Por: Eduardo Jiménez J.
@ejj2107
El viejo Marx decía que la historia se
repite, solo que en la segunda ocasión era comedia lo que antes fue drama.
Algo de ello parece esbozarse en las
postrimerías del gobierno de Humala: una suerte de déjà vu de lo que fue el autoritarismo neoliberal del gobierno de
Fujimori en los noventa. Por lo menos algunas medidas en el ámbito laboral,
como la cuestionada ley de empleo juvenil (“ley pulpín”), nos retrae a aquellos
tiempos de la ideología del cholo barato
y el tigre de los andes (todo al ritmo del chino).
Es cierto que políticamente la ley
trae réditos a la oposición. Es poco complicado ubicarse en contra de una norma
que recorta derechos. La inversión es poca y la rentabilidad (política) es
alta. De allí que gran parte del establishment
se haya plegado a la izquierda del gobierno, rechazando la ley. Hasta los
fujimoristas, Alan García II y Pedro Pablo Kuczynski la rechazaron¡¡¡
Pero no menos cierto es que el
gobierno se encuentra atrapado en la complacencia al gran capital, cuya eterna
monserga son los sobrecostos laborales,
lo que se encuentra en relación inversa al rechazo ciudadano. Es que el
ambiente de sensibilización de los derechos laborales es mucho mayor hoy en día
que en los años noventa, donde la población en forma más o menos conciente
aceptó un recorte de derechos en aras de un futuro mejor para sus hijos. Fue una
suerte de pacto social tácito de sacrificio
generacional en el entorno del terrorismo, desgobierno y pocas posibilidades
económicas en aquel entonces.
Obviando las interpretaciones
constitucionales, que serán variadas; nos encontramos con la efectividad de la
norma, vale decir si conseguirá los fines deseados. Y en este extremo es que
pueden comenzar a verse los fallos, en el sentido que la ley aprobada pueda ser
objeto de un abuso por parte de los empresarios, sustituyendo a trabajadores
con derechos por otros con no tantos.

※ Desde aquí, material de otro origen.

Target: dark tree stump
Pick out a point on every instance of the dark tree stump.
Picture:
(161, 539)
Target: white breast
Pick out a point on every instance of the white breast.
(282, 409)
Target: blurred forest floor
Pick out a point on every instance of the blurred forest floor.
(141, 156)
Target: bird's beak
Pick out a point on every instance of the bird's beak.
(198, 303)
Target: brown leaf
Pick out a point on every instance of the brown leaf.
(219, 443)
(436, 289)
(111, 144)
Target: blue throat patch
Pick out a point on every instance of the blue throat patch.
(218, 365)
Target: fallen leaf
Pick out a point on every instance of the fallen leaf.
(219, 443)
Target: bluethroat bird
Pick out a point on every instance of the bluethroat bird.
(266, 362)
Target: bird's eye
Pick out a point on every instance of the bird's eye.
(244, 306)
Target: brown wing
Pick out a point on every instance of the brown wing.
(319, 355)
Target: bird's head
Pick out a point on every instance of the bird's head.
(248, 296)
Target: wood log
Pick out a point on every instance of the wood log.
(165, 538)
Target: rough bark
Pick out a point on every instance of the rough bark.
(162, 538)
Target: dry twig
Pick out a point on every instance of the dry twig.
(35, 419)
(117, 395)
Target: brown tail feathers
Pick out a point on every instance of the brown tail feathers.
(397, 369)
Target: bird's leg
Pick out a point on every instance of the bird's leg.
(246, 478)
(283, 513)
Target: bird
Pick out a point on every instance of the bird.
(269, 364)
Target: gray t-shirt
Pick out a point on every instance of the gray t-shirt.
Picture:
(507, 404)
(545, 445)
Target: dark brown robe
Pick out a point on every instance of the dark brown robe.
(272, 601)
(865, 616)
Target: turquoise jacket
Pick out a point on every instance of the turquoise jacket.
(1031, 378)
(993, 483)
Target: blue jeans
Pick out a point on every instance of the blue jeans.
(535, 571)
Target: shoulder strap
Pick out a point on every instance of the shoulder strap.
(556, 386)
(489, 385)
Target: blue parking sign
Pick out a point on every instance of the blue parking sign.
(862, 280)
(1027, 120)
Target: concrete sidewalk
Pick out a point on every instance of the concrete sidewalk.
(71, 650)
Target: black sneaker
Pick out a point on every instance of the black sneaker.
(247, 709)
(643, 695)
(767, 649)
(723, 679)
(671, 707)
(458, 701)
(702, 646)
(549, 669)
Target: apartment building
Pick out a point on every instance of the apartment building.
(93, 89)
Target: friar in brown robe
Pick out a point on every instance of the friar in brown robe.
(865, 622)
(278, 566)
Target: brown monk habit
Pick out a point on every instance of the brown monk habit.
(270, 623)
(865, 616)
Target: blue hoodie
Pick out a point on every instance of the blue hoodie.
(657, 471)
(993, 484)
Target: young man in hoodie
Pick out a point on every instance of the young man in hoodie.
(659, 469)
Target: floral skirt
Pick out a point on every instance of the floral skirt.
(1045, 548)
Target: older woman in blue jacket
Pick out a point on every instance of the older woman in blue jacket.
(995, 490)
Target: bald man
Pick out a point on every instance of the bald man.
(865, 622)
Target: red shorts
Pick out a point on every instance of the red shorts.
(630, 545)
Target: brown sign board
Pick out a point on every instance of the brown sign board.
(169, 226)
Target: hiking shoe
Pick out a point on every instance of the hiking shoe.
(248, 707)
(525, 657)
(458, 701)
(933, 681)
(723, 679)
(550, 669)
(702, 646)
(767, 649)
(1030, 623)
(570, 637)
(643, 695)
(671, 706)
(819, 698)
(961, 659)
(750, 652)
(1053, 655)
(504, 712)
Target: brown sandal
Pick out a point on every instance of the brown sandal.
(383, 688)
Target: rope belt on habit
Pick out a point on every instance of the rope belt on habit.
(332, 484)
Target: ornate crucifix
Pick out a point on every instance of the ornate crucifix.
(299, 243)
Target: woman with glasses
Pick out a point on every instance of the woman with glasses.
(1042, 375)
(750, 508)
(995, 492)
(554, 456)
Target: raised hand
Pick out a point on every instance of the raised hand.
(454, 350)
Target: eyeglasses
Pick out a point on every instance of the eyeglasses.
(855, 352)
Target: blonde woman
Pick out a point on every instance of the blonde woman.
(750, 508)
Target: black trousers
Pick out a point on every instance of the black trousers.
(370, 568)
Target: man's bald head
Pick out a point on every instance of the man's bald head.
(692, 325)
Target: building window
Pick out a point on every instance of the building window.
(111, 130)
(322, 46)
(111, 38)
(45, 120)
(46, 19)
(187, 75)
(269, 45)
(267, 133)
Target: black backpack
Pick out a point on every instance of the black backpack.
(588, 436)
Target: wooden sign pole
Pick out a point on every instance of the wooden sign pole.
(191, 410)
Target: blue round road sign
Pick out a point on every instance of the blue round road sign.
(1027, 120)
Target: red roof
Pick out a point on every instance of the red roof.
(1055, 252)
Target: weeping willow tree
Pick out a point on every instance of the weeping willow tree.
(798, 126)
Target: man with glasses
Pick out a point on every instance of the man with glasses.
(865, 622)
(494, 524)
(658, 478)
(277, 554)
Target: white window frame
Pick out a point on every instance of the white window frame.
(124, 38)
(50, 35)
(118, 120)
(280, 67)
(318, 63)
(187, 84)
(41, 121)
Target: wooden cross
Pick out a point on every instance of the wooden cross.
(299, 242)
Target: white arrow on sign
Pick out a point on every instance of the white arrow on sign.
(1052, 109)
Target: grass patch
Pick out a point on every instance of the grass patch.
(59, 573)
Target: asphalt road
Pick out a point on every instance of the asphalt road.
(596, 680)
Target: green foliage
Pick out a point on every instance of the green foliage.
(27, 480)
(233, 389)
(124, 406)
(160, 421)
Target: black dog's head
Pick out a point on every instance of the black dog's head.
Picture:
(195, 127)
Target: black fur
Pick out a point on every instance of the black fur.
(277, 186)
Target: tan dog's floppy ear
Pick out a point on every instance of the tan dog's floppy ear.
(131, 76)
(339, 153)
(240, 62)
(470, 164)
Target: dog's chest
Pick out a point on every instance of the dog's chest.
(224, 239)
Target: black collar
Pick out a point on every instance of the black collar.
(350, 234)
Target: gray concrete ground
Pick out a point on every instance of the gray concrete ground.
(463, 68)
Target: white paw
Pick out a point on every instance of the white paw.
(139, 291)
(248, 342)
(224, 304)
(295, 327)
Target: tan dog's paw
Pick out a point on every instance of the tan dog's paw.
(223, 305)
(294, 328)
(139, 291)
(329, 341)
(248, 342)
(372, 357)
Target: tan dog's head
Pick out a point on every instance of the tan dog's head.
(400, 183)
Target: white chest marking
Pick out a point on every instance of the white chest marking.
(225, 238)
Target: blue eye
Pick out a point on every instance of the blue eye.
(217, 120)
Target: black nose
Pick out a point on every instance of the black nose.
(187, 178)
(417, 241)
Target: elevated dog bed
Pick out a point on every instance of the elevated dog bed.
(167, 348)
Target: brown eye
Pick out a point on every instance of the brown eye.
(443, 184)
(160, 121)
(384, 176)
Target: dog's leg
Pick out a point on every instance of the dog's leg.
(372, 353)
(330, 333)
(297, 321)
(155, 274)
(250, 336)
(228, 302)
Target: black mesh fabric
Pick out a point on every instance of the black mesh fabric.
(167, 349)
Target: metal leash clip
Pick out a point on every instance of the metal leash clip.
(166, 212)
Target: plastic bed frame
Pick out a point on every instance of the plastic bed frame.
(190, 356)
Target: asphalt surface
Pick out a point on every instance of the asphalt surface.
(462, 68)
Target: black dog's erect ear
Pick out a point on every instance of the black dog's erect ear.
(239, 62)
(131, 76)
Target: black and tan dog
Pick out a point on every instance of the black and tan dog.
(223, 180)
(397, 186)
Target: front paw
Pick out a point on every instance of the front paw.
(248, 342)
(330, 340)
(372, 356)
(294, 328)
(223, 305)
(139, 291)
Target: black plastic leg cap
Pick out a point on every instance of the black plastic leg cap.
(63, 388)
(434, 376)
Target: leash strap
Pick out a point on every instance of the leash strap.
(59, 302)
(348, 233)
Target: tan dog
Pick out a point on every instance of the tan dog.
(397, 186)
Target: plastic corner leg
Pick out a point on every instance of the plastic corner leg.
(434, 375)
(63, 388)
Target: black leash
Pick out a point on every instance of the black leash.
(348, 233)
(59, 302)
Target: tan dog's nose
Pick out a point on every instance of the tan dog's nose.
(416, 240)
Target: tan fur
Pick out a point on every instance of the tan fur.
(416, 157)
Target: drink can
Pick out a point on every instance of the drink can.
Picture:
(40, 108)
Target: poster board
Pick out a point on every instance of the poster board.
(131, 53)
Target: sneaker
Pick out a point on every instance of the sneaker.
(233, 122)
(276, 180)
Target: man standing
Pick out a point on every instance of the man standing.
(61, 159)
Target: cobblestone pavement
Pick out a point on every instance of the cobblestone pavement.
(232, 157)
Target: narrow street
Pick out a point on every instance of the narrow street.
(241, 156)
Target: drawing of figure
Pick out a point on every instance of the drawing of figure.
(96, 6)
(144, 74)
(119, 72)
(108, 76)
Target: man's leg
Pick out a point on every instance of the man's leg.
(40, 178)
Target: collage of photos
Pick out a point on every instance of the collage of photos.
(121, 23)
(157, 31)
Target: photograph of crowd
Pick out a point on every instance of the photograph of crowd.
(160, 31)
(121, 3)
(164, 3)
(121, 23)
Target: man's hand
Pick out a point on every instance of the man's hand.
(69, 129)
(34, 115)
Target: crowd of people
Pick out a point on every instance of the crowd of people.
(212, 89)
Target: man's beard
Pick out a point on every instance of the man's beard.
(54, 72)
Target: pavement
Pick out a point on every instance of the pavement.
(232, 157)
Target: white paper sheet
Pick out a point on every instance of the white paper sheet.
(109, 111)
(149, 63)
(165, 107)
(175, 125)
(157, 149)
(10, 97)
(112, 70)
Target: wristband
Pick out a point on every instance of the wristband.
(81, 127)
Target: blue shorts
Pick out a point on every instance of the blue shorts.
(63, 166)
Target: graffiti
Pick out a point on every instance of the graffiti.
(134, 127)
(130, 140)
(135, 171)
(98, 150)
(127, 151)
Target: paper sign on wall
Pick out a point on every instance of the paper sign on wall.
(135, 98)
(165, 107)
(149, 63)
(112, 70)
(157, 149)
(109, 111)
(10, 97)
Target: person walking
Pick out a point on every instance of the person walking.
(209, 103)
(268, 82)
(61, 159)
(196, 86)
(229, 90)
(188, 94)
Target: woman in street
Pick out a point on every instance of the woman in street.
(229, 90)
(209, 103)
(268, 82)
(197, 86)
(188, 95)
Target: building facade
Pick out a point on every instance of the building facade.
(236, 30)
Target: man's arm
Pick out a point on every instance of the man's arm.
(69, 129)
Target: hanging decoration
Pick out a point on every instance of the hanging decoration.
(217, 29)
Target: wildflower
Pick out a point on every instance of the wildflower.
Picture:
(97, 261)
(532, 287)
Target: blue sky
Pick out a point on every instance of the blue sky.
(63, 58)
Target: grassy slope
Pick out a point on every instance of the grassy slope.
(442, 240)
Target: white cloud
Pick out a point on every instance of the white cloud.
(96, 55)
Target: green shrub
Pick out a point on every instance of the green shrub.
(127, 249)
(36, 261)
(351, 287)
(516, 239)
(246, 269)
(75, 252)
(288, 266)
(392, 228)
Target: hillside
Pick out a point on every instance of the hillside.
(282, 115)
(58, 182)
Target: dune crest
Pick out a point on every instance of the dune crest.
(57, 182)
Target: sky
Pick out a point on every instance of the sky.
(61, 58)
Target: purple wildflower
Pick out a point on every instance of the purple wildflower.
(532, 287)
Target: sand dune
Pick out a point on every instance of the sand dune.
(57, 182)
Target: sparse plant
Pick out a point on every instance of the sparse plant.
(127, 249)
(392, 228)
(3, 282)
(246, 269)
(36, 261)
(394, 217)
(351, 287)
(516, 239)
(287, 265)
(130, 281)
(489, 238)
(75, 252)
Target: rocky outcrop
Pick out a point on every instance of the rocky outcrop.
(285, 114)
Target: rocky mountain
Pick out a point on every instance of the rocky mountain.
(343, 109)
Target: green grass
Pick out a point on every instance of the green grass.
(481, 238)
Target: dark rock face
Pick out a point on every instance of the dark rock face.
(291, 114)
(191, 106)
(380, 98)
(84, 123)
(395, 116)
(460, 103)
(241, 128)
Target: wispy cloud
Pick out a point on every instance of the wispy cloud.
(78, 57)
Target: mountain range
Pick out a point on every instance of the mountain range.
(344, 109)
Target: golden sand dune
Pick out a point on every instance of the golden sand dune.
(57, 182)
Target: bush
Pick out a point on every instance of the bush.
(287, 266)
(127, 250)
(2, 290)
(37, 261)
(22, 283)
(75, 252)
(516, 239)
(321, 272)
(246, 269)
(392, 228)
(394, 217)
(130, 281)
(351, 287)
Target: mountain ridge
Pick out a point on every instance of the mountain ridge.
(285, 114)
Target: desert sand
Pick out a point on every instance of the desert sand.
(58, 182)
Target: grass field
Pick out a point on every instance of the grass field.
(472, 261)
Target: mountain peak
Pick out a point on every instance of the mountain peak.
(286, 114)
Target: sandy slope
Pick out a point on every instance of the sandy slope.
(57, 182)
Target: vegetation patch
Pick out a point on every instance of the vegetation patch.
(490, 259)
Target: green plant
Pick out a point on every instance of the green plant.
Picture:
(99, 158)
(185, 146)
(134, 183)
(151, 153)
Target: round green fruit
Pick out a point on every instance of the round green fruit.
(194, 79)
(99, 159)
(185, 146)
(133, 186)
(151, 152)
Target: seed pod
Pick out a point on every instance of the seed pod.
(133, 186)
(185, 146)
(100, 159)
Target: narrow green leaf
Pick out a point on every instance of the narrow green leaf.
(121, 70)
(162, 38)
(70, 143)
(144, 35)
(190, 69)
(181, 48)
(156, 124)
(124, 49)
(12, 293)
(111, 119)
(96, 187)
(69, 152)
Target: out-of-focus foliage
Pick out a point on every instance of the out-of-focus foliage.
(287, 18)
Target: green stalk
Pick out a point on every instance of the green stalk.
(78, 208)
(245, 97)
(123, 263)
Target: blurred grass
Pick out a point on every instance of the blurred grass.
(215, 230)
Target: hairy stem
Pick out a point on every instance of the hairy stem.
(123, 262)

Y, lo peor, con la complacencia de un
gobierno débil y que hace mucho arreó las banderas de las reivindicaciones
populares (si alguna vez las tuvo).
Tampoco es probable que la norma
beneficie a los miles de trabajadores de las pequeñas empresas, sumidos en la
explotación más vil, los que pese a las facilidades otorgadas a las MYPES jamás
han formalizado a sus trabajadores.
Más allá de los dilemas políticos del
gobierno humalista, sería patético que termine siendo recordado como un
gobierno entreguista al gran capital nacional y extranjero, incluyendo la mano
de obra, lo que significó para muchos de sus votantes una esperanza de cambio.